Step by step solution
01
Identify Sublevel Designation for Part (a)
For part (a), given parameters are: principal quantum number, \(n=4\) and the azimuthal quantum number, \(l=2\). Utilize the relationship between \(l\) and respective sublevel designation where \(l=0\) denotes \(s\), \(l=1\) denotes \(p\), \(l=2\) denotes \(d\), and \(l=3\) denotes \(f\). Henceforth, for \(l=2\), the sublevel designation is \(d\). Therefore, the sublevel designation is 4d.
02
Identify Allowable \(m_{l}\) Values for Part (a)
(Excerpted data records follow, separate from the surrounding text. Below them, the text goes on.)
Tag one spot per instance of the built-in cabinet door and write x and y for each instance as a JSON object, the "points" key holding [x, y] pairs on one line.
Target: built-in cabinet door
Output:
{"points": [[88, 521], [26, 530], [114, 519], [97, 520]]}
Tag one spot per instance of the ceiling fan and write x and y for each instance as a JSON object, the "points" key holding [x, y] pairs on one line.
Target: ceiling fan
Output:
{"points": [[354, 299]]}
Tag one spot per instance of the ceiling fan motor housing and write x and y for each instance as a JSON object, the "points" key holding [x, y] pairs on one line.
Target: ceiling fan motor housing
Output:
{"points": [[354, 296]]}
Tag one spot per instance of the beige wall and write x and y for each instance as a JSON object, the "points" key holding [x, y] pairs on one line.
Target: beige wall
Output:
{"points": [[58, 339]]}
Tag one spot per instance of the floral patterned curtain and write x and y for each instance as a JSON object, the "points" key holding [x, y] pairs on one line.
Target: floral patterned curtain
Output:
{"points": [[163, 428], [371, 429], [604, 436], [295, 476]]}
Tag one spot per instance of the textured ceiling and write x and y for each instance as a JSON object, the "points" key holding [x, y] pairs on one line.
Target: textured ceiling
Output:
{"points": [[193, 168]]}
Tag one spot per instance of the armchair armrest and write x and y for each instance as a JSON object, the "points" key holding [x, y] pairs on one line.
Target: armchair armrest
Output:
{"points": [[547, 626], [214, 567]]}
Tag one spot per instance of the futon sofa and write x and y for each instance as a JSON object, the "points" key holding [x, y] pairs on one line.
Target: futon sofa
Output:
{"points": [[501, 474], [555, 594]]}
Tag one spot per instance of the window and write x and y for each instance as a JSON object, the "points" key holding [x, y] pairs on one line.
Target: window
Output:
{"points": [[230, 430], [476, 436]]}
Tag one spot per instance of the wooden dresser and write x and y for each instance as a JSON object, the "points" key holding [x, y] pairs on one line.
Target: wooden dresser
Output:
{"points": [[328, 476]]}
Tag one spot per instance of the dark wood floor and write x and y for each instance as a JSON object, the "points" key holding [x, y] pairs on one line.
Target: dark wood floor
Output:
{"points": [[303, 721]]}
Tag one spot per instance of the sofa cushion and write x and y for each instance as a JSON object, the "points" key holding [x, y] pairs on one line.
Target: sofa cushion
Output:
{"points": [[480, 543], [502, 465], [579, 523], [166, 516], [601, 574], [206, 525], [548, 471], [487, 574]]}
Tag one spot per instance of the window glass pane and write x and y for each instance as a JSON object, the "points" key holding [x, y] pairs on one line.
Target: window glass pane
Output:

For \(l=2\), the values of \(m_{l}\) can range from \(-l\) to \(+l\), i.e., \(m_{l} = -2, -1, 0, +1, +2\).
03
Identify Number of Orbitals for Part (a)
The number of orbitals in a sublevel is determined by the number of possible \(m_{l}\) values. Here, there are 5 possible values of \(m_{l}\): \(-2, -1, 0, +1, +2\). Thus, there are 5 orbitals.
04
Identify Sublevel Designation for Part (b)
For part (b), given parameters are: \(n=5\) and \(l=1\). The sublevel designation for \(l=1\) is \(p\). Therefore, the sublevel designation is 5p.
05
Identify Allowable \(m_{l}\) Values for Part (b)
For \(l=1\), the values of \(m_{l}\) can range from \(-l\) to \(+l\), i.e., \(m_{l} = -1, 0, +1\).
06
Identify Number of Orbitals for Part (b)
The number of orbitals in a sublevel is given by the number of possible \(m_{l}\) values. Here, there are 3 possible values of \(m_{l}\): \(-1, 0, +1\). Consequently, there are 3 orbitals.
07
Identify Sublevel Designation for Part (c)
For part (c), given parameters are: \(n=6\) and \(l=3\). The sublevel designation for \(l=3\) is \(f\). Therefore, the sublevel designation is 6f.
08
Identify Allowable \(m_{l}\) Values for Part (c)
For \(l=3\), the values of \(m_{l}\) can range from \(-l\) to \(+l\), i.e., \(m_{l} = -3, -2, -1, 0, +1, +2, +3\).
09
Identify Number of Orbitals for Part (c)
The number of orbitals in a sublevel is determined by the number of possible \(m_{l}\) values. Here, there are 7 possible values of \(m_{l}\): \(-3, -2, -1, 0, +1, +2, +3\). Thus, there are 7 orbitals.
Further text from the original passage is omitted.